Dreamcast-Talk.com

pcwzrd13 wrote:

dude2207 wrote: Oh, also created a web portal and PERL script for generating the VMS/VMI of NET files for people when the time comes. You will need to manually find your dreamcast's unique flash ID to create your NET file.

How was this done back in the day? I would assume the game would have done all this for you.

Without a NET file you'd register in the game. Then the game dials to KDDI's network and does.... something. Finally it dials to your ISP and connects to the server over PPP; sending a special character to signify a new account.

The issue is that first dial, as it's trying to PPP into their network. Normal servers don't work (tried on DreamPi and a PortMaster3) but I found out it DID work on a WinXP machine doing a share connection server.

Didn't do a deep dive but it's prob using Microsoft encryption the other stuff doesn't support. Most of the PPP packets looked the same. It just connects and then immediately disconnects but is satisfied with the result. After connecting you'd have a NET file.

@ioncannon Ah ok, gotcha.

Can you edit the NET file manually? I found what looks like an ID in hex but it's 14 characters long and my console ID is 12 characters.

pcwzrd13 wrote:@ioncannon Ah ok, gotcha.

Can you edit the NET file manually? I found what looks like an ID in hex but it's 14 characters long and my console ID is 12 characters.

Yes we mapped out the NET file back at the end of June.

On the lobby engine front, not getting hopes up; but I was able to backtrace from the confirmed `avetcp_send` function for the Access TCP lib in the NetSDK, to the confirmed "send gate server" function.

Using the reference graph I found it was 2-3 funcs distance between each other.

Tried then with `avetcp_receive` and found matching functions.... and 2-3 funcs away was this:



BIGSWITCH was a function I found earlier that looked like a giant opcode switch. Seems I was right!

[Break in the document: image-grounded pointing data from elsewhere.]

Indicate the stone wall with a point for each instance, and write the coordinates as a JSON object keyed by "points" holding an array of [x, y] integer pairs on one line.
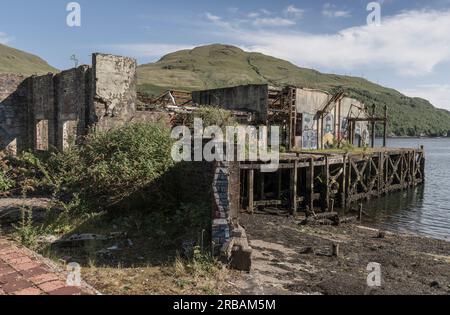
{"points": [[115, 85], [13, 112], [71, 105], [41, 111], [253, 98], [56, 110]]}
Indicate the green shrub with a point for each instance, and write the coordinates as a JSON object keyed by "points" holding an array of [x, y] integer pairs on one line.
{"points": [[5, 183], [112, 166]]}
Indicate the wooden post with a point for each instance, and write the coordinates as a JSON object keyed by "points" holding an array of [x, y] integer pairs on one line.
{"points": [[279, 181], [310, 184], [373, 126], [326, 204], [251, 195], [294, 174], [380, 173], [262, 184], [385, 127], [343, 183]]}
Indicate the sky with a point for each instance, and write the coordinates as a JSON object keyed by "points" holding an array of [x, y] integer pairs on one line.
{"points": [[409, 50]]}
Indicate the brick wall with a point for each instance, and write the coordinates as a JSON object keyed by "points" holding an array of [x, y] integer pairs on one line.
{"points": [[55, 109], [114, 100], [13, 112]]}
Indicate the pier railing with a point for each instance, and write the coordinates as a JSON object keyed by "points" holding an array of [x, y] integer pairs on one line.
{"points": [[325, 180]]}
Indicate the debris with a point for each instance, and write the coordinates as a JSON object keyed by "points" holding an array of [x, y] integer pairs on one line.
{"points": [[335, 250], [306, 250], [435, 285]]}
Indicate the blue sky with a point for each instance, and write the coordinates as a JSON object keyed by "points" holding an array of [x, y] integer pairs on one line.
{"points": [[410, 51]]}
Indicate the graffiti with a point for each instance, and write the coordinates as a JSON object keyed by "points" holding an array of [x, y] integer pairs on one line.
{"points": [[328, 137], [309, 139]]}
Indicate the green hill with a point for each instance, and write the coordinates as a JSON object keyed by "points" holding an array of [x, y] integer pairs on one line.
{"points": [[221, 65], [19, 62]]}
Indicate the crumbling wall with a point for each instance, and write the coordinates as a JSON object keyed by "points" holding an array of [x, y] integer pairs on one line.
{"points": [[311, 101], [41, 112], [253, 98], [114, 91], [71, 106], [13, 112]]}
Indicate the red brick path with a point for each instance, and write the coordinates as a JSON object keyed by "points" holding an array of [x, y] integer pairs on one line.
{"points": [[22, 274]]}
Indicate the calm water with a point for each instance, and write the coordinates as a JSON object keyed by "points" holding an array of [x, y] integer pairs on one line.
{"points": [[424, 210]]}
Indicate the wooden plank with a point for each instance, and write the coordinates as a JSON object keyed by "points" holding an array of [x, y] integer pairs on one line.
{"points": [[310, 184], [251, 193], [327, 187], [294, 184]]}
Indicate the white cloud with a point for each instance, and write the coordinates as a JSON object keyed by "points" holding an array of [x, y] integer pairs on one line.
{"points": [[292, 10], [265, 12], [330, 10], [437, 94], [410, 43], [217, 20], [273, 22]]}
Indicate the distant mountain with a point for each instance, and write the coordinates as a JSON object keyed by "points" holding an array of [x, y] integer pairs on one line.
{"points": [[216, 66], [19, 62]]}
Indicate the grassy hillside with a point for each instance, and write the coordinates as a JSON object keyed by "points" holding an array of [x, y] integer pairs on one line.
{"points": [[16, 61], [220, 66]]}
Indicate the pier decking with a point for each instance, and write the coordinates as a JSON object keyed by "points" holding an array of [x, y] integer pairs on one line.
{"points": [[328, 179]]}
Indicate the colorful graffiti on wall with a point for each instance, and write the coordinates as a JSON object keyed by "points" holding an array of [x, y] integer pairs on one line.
{"points": [[328, 131], [309, 140]]}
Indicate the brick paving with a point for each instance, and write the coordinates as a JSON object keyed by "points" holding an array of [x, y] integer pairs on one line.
{"points": [[23, 274]]}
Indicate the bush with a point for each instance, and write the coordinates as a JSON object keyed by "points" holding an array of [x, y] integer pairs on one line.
{"points": [[6, 183], [112, 166]]}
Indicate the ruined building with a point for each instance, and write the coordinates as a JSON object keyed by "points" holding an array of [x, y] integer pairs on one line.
{"points": [[310, 119], [52, 110]]}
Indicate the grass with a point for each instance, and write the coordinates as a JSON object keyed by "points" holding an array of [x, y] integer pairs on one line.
{"points": [[19, 62], [217, 66]]}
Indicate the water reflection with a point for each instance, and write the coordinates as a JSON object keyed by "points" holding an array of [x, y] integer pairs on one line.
{"points": [[423, 210]]}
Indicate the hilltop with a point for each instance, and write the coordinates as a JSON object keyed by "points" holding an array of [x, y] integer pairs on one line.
{"points": [[216, 66], [19, 62]]}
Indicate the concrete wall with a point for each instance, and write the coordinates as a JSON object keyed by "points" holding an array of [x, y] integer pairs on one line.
{"points": [[56, 109], [41, 112], [71, 105], [310, 101], [253, 98], [114, 101], [13, 112]]}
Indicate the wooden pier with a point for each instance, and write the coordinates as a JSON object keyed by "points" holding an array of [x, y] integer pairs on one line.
{"points": [[323, 181]]}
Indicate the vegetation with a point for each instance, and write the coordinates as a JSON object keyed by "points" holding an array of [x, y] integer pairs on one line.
{"points": [[124, 182], [19, 62], [217, 66]]}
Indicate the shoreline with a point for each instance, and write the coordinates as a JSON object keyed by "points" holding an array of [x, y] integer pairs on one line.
{"points": [[293, 259], [287, 259]]}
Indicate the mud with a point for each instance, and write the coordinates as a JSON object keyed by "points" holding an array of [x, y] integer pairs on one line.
{"points": [[293, 259]]}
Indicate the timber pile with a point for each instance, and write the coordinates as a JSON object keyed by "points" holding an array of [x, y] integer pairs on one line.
{"points": [[330, 218]]}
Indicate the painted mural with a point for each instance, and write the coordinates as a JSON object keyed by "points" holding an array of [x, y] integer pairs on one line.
{"points": [[328, 131], [309, 140]]}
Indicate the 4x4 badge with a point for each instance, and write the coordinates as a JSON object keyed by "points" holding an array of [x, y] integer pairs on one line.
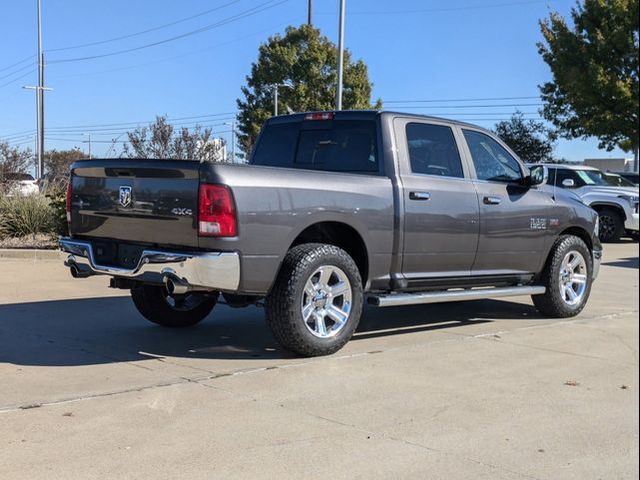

Time to confirm if those params sent in (they are in the heap, not static memory) contain the receive buffer!

If this is a opcode switch for the entire game then basically we cracked this thing open like the KDDI server was.

This is BIGSWITCH; like I said a giant opcode switch (or as Ghidra disassembles it, if statement list):

Alright, found the receive buffer using that nice Flycast Debugger, and it's filled with my dummy data. Using Daytona as Aero Dancer breaks up the binary when you load the broadband version of the game and the ISP dialer seems to break for me /shrug. Same code tho.

Now to just follow that recv buffer up the path til we are back at BIGSWITCH (hopefully).

Nice work!

Wooo, got the code going to the BIGSWITCH. So packets are so far [size (2b)][opcode (2b)][data?].

More progress:





I assume goodcow is the name of the person who got their key generated? Or is it dummy data?

ioncannon wrote:More progress:





I assume goodcow is the name of the person who got their key generated? Or is it dummy data?

Goodcow is the name, he had his key saved. The key needs to be mapped out so we can generate others

Great job lads some pretty significant progress thanks for grinding away at this.